Much Better Day :)
As many people say, back where I’m from, uff da. I have been doing some hard work!
In my previous post, I faced the ugly truth that having access to a credit card was a little doorway to trouble, for me.
The recovery has been slow, but thorough. In August and September I got back up to using over 50% of my net income for debt payment. And now, October, nearly 72%!
I feel a little silly to need this discipline, but, I leave my wallet at home most of the time now. Without access to my funds, I have to sit with and notice my impulses to buy something (lookin’ at you, chicharrones). I don’t have the option of instant gratification and then forgetting the incident until I look at my statements.
I can’t claim that this is making me less of a spender. That’s clearly my tendency. But it is putting a necessary, hard boundary around that shit. Humbling, and good.
Another hard work part of this was that in both August and September, I got hired for some dog- and house-sitting, and a massive deep-cleaning job for a rental property that was between tenants. This helped relieve the financial pickle I was creating, and got me a month ahead on my rent! Cha-ching!
So. On the blog aspect “getting out of debt,” there’s a little progress to note. Gold star, Cara, good job. :)
What about the rest? “A former pastor,” and “in a fast slow lane”?
Well I’m still… a former pastor. (Shock, right?!) Gaining perspective and insights constantly, regarding my own experiences as a minister, and as a Christian to this day.
For this blog, I’ve been outlining and pondering a series of posts about the church. I think it will be 5 parts, I’d like to trim it down if I can. I recently saw an article that might make an introductory foil for what I’m going to try to say.
When it comes to writing about the church though, I become suddenly and completely exhausted. I am anxious what my dear friends who are pastors will think, and I worry that I am so out of the loop on current church conversations, my piece will land with a sloppy thud and possibly be misunderstood. I miss you guys and gals.

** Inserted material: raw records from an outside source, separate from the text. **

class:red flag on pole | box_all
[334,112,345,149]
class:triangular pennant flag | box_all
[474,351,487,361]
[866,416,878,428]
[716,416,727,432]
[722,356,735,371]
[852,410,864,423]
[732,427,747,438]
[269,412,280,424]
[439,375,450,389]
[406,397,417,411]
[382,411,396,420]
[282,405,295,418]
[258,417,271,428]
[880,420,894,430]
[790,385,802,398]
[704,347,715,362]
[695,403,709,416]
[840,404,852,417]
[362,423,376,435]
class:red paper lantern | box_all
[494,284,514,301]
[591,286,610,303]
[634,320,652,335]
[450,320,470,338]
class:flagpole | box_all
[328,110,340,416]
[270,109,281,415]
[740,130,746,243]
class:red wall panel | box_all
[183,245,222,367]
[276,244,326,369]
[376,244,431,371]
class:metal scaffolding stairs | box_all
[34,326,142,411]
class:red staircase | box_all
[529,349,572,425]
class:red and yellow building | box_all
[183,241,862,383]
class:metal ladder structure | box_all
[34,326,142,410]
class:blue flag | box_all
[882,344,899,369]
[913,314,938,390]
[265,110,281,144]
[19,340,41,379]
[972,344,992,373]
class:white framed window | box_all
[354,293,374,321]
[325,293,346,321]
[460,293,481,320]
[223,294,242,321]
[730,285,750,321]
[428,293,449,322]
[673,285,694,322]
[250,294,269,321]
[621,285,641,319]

I have nothing like our relationships in my life anymore - seminary bonds, collegial camaraderie, and all that gallows humor.
Here’s an ask: my friends who are reading this, and our connection is church leadership or seminary, let me know if I can send you drafts of this forthcoming series. The parts remain outlines for now, so this is not something I’ll dump on you anytime soon. But I’d really appreciate eyes on it, besides my own, of people who are “in the trenches,” so to speak.

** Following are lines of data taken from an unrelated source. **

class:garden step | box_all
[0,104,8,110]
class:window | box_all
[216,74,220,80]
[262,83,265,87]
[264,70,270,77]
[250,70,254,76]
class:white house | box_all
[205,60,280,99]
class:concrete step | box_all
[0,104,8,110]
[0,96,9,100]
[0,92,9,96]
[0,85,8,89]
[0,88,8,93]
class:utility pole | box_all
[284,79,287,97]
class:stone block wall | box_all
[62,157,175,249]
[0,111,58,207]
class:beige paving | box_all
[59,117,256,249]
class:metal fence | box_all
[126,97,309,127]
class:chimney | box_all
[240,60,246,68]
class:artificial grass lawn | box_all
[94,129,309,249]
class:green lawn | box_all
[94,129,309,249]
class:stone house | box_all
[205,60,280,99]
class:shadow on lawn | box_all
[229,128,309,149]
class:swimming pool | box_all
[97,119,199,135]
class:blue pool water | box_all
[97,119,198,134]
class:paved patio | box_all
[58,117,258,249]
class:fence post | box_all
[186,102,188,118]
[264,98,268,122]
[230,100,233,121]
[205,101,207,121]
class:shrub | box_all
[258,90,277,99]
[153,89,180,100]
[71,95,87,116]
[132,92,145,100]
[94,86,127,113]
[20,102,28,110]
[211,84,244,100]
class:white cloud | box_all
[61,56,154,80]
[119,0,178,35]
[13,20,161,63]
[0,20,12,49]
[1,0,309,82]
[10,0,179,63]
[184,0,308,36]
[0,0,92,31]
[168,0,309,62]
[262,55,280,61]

And how’s the fast slow lane? It’s a fine pace for now.
This aspect of my blog grew from two inspirations: when I began, I’d recently started riding a scooter and I literally had to stick to slow lanes.
My Ruckus tops at about 40 mph. I still have it, and I still LOVE it! Just last week, I gave it some maintenance-attention and wrapped it up for the winter.
The other inspiration for “in a fast slow lane” was an article about privilege in society, as analogous to drivers’ and cyclists’ experiences, each navigating their routes, in a system built for vehicles. As a cyclist I can tell you, it’s a visceral, infuriating, terrifying thing when vehicles come close, or when you see a driver veering while clearly distracted by a phone. Like, I’m here too, and I have a right to be! Don’t you see me???
By all accounts from those who dwell in a difficult social location in this country, it’s a visceral, infuriating, and terrifying thing when people with more power (cluelessly or intentionally) bulldoze right through. Don’t they see???
On this blog I had wanted to occasionally reflect on wider social or world issues, and the ways I understood them, using the blog to open up conversation and listen to people who see/experience the world otherwise. But, I haven’t.
A two-fold confession. 1) I haven’t brought up anything like that, out of plain old fear. The internet isn’t known for its gracious back-and-forths these days. I’ve been afraid to enter the fray, and put myself out there. Partly because 2) I can tell that I have changed. I’m not as full of certainty about my opinions as I once was, especially on ideas as big as all of society. The things I would be most willing to enter the fray and hash out, I know the least about, and no one ought to be subjected to my passionate ignorance. (You’re welcome.)
This is not to say I’m unwilling to take any stands. It is to say, I’ll take stands with my living, and not as much on a blog with all of a dozen views. (but, thank you, dozen!) I think the subtle changes and nuances of opinion that I’ve embraced will show from time to time. Maybe they’ll surprise. I just wish we had actual time together to talk about how our lives are shaping us.
So we continue! A former pastor, getting out of debt, in a fast slow lane. Slightly muffled by insecurity, tempered by experience. Mostly, grateful. I hope you are well!